# Muskegon - Auction will lure fishing collectors



## Hamilton Reef (Jan 20, 2000)

Auction will lure fishing collectors

http://www.mlive.com/news/chronicle/index.ssf?/base/news-11/1178808352288770.xml&coll=8

05/10/07 By Robert C. Burns [email protected]

Before he died in December, Lee Eshleman of Wolf Lake had spent more than three decades pursuing a hobby that became something of an obsession -- collecting fishing lures. Or indeed, practically anything related to fishing and hunting. 

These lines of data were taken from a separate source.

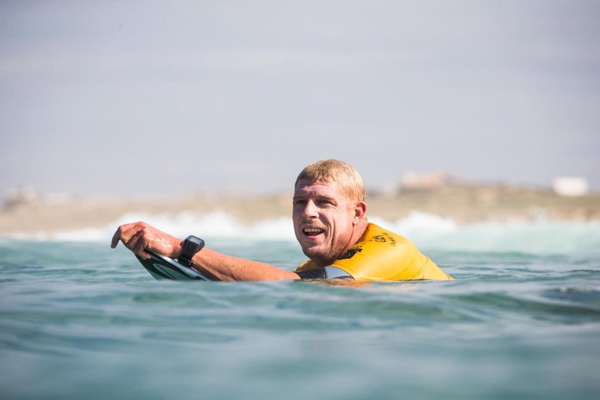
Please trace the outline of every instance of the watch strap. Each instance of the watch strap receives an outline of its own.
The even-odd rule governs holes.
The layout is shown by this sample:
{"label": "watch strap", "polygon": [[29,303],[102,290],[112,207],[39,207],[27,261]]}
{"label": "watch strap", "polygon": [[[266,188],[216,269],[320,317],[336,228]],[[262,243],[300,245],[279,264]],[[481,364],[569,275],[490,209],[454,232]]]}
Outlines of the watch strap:
{"label": "watch strap", "polygon": [[204,247],[204,240],[200,237],[190,235],[184,240],[183,249],[177,261],[186,267],[191,266],[192,257]]}

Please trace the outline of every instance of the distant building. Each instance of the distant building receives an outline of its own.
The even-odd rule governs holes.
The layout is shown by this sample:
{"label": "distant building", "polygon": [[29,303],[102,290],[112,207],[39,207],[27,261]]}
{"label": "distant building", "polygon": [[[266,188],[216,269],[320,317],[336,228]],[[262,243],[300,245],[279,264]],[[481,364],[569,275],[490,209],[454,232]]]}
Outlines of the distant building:
{"label": "distant building", "polygon": [[409,171],[402,176],[402,189],[434,189],[465,183],[462,179],[445,172],[436,172],[418,173]]}
{"label": "distant building", "polygon": [[587,179],[580,176],[559,176],[554,178],[552,188],[557,194],[575,197],[587,194]]}

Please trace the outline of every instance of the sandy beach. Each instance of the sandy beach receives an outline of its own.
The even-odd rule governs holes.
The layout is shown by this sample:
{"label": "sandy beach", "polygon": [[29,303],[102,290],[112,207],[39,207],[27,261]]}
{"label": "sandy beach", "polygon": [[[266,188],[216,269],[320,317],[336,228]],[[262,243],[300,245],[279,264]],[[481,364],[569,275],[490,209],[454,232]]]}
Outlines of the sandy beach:
{"label": "sandy beach", "polygon": [[[244,224],[289,216],[292,193],[265,196],[199,194],[172,198],[73,199],[61,203],[34,200],[5,204],[0,234],[52,234],[64,230],[106,226],[127,213],[199,215],[227,212]],[[396,221],[418,210],[460,224],[509,220],[600,220],[600,195],[558,196],[550,190],[504,185],[453,185],[369,193],[368,215]]]}

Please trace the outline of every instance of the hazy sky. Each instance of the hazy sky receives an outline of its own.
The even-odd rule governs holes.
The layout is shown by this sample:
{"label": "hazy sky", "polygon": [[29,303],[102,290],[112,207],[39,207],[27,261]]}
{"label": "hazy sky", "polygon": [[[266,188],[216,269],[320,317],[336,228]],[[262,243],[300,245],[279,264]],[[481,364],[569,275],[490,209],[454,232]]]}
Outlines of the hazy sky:
{"label": "hazy sky", "polygon": [[0,191],[600,188],[600,2],[2,1]]}

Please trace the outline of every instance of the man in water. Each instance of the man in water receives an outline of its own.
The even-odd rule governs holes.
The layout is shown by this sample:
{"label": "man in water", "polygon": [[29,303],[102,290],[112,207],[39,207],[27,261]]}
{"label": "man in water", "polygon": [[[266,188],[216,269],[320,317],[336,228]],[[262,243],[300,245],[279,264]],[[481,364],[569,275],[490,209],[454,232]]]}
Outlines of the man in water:
{"label": "man in water", "polygon": [[316,161],[298,175],[292,209],[294,230],[310,260],[286,271],[204,247],[195,236],[182,240],[143,222],[122,225],[112,238],[143,258],[148,251],[216,281],[346,278],[360,281],[451,279],[408,239],[367,220],[362,178],[337,160]]}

On Friday in Muskegon, a local auctioneer will begin to auction off what is said to be one of the largest private collections of fishing equipment ever sold in the U.S. -- more than 3,000 vintage fishing lures and nearly 500 antique and modern folk-art spearing decoys and wood carvings, and much, much more. 

And that's just the beginning.

Midwest Liquidators of Muskegon has scheduled a series of five auctions of Eshleman's collection through the summer. The first, covering vintage fishing equipment, is scheduled for 2-8 p.m. Friday and starting at noon Saturday at the Sherman Banquet Room, 1531 W. Sherman. 

Later auctions and their tentative dates will focus on vintage hunting (June 9), modern fishing (July 13), general antiques (Aug. 4) and modern hunting (Sept. 1), according to Midwest's Tim Fitzsimmons. 

Fitzsimmons has been assisted in the effort by Harold Dickert, a local fishing historian and collector. 

"He was a collector who became a hoarder," Dickert said of Eshleman. 

Jacquelyn Eshleman said her husband got the collecting bug from a cousin in the mid-1970s, and hoped to open an antique store specializing in hunting and fishing equipment after he retired from Delphi Corp. in Coopersville. His death at age 57 short-circuited that dream. 

Eshleman was a native of Grand Haven but spent the last 17 years of his life in the Muskegon area. He was an avid outdoorsman who enjoyed fishing and goose and deer hunting, and was an accomplished skeet and trap shooter, according to his obituary.


----------